So wie er selbst, Petrarca, den Aufstieg bisher gestaltet hat, ergeht es dem Menschen auf der Suche nach dem seligen Leben. Der Weg dahin, so steht es geschrieben, ist schwer, und nur ein schmaler Pfad führt zum Ziel. Das selige Leben ist das Ziel aller Menschen, doch ein Ziel nur erreichen zu wollen, ist zu wenig, wie bereits Ovid schrieb: Man muss es vielmehr begehren. Petrarca nimmt für sich in Anspruch, den Weg zum seligen Leben nicht nur zu wollen, sondern ihn tatsächlich auch zu begehren. Er stellt sich die Frage, was genau ihn denn nun davon abhält, diesen Weg zu gehen. Es ist seine Bequemlichkeit, die ihm einen leichteren Weg verspricht. Doch nach allen Bequemlichkeiten und allen diesseitigen Annehmlichkeiten gibt es nur zwei Wege für einen Menschen: entweder, nach der Erkenntnis des Fehlgehens, den steilen und mühsamen Weg zum Gipfel des seligen Lebens oder aber das weitere Herumirren im Tal, bis der Tod den verirrten Sünder heimsucht und sein ewiges Leben zur ewigen Marter wird.

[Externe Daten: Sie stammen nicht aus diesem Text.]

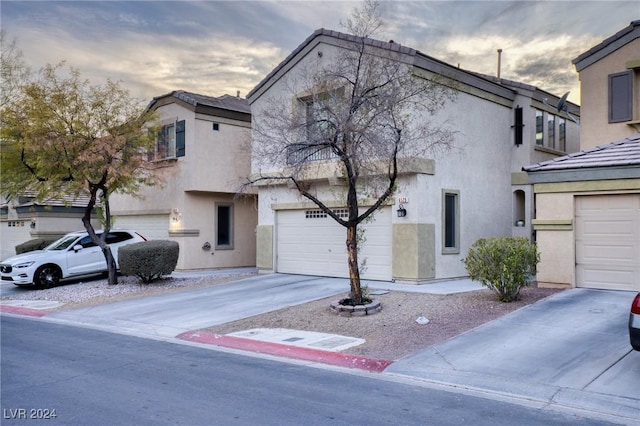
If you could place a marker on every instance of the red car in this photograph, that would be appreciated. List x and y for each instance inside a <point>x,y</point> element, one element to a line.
<point>634,323</point>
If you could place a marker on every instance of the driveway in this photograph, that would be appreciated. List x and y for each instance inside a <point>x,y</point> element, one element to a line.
<point>571,349</point>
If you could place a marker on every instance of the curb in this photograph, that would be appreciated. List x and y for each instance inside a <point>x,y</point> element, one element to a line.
<point>19,310</point>
<point>301,353</point>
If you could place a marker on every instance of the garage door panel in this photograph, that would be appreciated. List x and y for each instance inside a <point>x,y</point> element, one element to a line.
<point>607,252</point>
<point>310,244</point>
<point>608,241</point>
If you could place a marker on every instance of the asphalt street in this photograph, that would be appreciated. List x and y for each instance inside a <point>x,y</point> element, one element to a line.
<point>88,377</point>
<point>570,350</point>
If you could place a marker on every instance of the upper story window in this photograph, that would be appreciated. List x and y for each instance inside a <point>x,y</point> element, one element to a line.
<point>551,131</point>
<point>170,141</point>
<point>314,137</point>
<point>562,134</point>
<point>539,127</point>
<point>620,97</point>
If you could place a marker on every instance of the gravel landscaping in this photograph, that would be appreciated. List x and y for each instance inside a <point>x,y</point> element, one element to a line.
<point>390,334</point>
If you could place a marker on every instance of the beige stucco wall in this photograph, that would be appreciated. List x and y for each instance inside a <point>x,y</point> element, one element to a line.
<point>555,225</point>
<point>413,251</point>
<point>595,128</point>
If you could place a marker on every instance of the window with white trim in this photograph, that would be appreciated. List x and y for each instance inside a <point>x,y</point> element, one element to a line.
<point>450,221</point>
<point>170,141</point>
<point>621,97</point>
<point>224,226</point>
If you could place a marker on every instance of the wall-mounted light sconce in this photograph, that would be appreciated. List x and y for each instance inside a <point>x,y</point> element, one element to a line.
<point>176,219</point>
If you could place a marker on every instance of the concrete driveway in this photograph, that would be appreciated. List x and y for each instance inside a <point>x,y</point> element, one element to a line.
<point>571,349</point>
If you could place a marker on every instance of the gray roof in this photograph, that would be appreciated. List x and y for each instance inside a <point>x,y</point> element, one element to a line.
<point>610,44</point>
<point>622,153</point>
<point>414,56</point>
<point>227,102</point>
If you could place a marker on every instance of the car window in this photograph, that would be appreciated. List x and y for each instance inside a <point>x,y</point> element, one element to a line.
<point>86,242</point>
<point>118,237</point>
<point>63,243</point>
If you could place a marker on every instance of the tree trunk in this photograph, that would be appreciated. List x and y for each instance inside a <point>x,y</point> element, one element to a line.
<point>354,271</point>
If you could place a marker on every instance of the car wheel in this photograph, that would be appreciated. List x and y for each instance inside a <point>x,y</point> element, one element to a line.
<point>47,276</point>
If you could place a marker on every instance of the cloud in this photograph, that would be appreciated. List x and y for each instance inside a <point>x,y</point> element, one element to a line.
<point>217,47</point>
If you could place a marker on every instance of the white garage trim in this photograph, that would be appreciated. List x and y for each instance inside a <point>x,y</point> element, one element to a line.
<point>309,242</point>
<point>608,241</point>
<point>151,226</point>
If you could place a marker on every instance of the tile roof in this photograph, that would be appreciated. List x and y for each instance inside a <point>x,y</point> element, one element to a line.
<point>625,152</point>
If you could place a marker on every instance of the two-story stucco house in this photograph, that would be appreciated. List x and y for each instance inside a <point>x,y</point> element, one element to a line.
<point>203,154</point>
<point>476,190</point>
<point>588,204</point>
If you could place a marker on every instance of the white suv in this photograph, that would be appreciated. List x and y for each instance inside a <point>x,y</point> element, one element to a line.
<point>72,255</point>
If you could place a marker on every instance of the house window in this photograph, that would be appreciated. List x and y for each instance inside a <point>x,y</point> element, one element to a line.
<point>315,132</point>
<point>450,222</point>
<point>620,97</point>
<point>539,128</point>
<point>551,130</point>
<point>562,134</point>
<point>224,226</point>
<point>170,142</point>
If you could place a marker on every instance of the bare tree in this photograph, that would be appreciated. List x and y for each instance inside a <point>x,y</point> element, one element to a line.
<point>360,111</point>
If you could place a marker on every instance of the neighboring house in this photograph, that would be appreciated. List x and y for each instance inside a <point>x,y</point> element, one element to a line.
<point>588,204</point>
<point>476,190</point>
<point>23,219</point>
<point>203,154</point>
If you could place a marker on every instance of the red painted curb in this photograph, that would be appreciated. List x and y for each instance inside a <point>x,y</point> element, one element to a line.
<point>288,351</point>
<point>19,310</point>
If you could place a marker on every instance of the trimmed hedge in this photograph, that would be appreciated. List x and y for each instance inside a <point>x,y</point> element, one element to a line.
<point>505,265</point>
<point>148,260</point>
<point>35,244</point>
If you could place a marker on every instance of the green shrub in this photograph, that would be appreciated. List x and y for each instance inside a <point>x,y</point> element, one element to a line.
<point>505,265</point>
<point>148,260</point>
<point>35,244</point>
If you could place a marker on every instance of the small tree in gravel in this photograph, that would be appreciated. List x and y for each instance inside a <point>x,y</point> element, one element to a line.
<point>505,265</point>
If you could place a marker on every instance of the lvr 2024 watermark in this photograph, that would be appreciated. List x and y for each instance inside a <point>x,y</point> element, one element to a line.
<point>29,413</point>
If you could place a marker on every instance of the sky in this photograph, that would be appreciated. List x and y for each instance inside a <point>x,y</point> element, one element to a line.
<point>222,47</point>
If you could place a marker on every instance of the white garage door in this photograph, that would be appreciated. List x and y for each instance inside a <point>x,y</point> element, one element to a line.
<point>608,241</point>
<point>309,242</point>
<point>152,227</point>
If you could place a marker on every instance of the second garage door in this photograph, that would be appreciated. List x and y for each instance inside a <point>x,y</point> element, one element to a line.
<point>608,241</point>
<point>309,242</point>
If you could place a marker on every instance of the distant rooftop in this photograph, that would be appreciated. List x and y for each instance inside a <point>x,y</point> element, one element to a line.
<point>227,102</point>
<point>622,153</point>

„Und es gehen die Menschen hin, zu bewundern die Höhen der Berge und die gewaltigen Fluten des Meeres und das Fließen der breitesten Ströme und des Ozeans Umlauf und die Kreisbahnen der Gestirne – und verlassen dabei sich selbst.“ (zitiert nach Augustinus, S. 23)

Das Sinnieren stärkt Petrarca an Körper und Seele. Im Grunde müsste es doch einfacher sein, den richtigen Weg für die Seele zu finden als den für den Körper, denn schließlich ist die Seele beweglich und unendlich und nicht an Zeit und Raum gebunden, wie es der sterbliche und hinfällige Leib doch ist.

Auf dem Gipfel

Obwohl der Berg der größte in der Region ist, nennen ihn die Anwohner „Söhnlein“, vielleicht in ironischer Absicht. Eigentlich gebührt ihm vielmehr die Bezeichnung „Vater“. Durch seine intensive Beschäftigung mit den Parallelen zwischen körperlichem und geistigem Aufstieg motiviert, macht Petrarca sich nun mit neuer Kraft auf den direkten Weg zum Gipfel. Auf dem Gipfelplateau angekommen, rasten die Bergsteiger.

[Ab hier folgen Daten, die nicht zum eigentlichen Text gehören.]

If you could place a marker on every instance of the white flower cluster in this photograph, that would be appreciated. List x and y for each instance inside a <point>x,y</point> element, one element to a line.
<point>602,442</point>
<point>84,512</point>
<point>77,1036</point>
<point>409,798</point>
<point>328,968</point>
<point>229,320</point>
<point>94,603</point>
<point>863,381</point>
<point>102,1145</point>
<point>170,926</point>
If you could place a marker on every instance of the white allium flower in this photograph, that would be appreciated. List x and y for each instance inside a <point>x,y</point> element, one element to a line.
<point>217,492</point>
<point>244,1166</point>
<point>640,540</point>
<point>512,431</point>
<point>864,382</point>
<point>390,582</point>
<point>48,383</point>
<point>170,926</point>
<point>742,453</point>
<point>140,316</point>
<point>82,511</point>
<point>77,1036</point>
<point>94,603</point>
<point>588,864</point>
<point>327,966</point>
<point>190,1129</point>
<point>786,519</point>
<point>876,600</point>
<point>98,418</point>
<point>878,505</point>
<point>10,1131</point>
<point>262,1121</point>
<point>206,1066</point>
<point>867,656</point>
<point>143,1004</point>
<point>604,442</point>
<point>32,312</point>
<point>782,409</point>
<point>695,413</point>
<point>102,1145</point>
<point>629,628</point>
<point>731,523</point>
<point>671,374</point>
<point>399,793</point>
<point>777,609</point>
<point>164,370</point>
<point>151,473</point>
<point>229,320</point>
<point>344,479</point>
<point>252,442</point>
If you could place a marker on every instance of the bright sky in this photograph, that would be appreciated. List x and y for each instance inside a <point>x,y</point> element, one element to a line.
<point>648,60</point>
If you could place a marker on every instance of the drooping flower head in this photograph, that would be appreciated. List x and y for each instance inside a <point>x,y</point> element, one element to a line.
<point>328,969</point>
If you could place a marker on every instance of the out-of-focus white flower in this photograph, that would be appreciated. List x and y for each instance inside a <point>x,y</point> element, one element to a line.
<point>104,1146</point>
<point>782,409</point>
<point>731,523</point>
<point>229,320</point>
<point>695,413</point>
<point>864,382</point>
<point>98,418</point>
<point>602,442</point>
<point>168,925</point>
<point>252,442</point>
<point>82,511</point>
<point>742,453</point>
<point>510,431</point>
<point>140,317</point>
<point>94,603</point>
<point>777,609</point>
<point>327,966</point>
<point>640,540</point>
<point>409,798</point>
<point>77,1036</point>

„Ich (…) schloss das Buch, zornig auf mich selber, dass ich jetzt noch Irdisches bewunderte, ich, der ich schon längst selbst von den Philosophen der Heiden hätte lernen müssen, dass nichts bewundernswert ist außer der Seele: Im Vergleich zu ihrer Größe ist nichts groß.“ (S. 23)

Das Panorama zu seinen Füßen überwältigt ihn. Petrarca fühlt, wie sich Erzählungen über heilige Berge wie den Athos oder den Olymp relativieren. Er wendet sich in Richtung Italien und verspürt eine große Sehnsucht nach seiner Heimat und den Freunden dort, die er lange nicht gesehen hat. Er erblickt in der Ferne die schneebedeckten Alpen und denkt an die einstige Überquerung des Gebirges durch Roms „wilden Feind“.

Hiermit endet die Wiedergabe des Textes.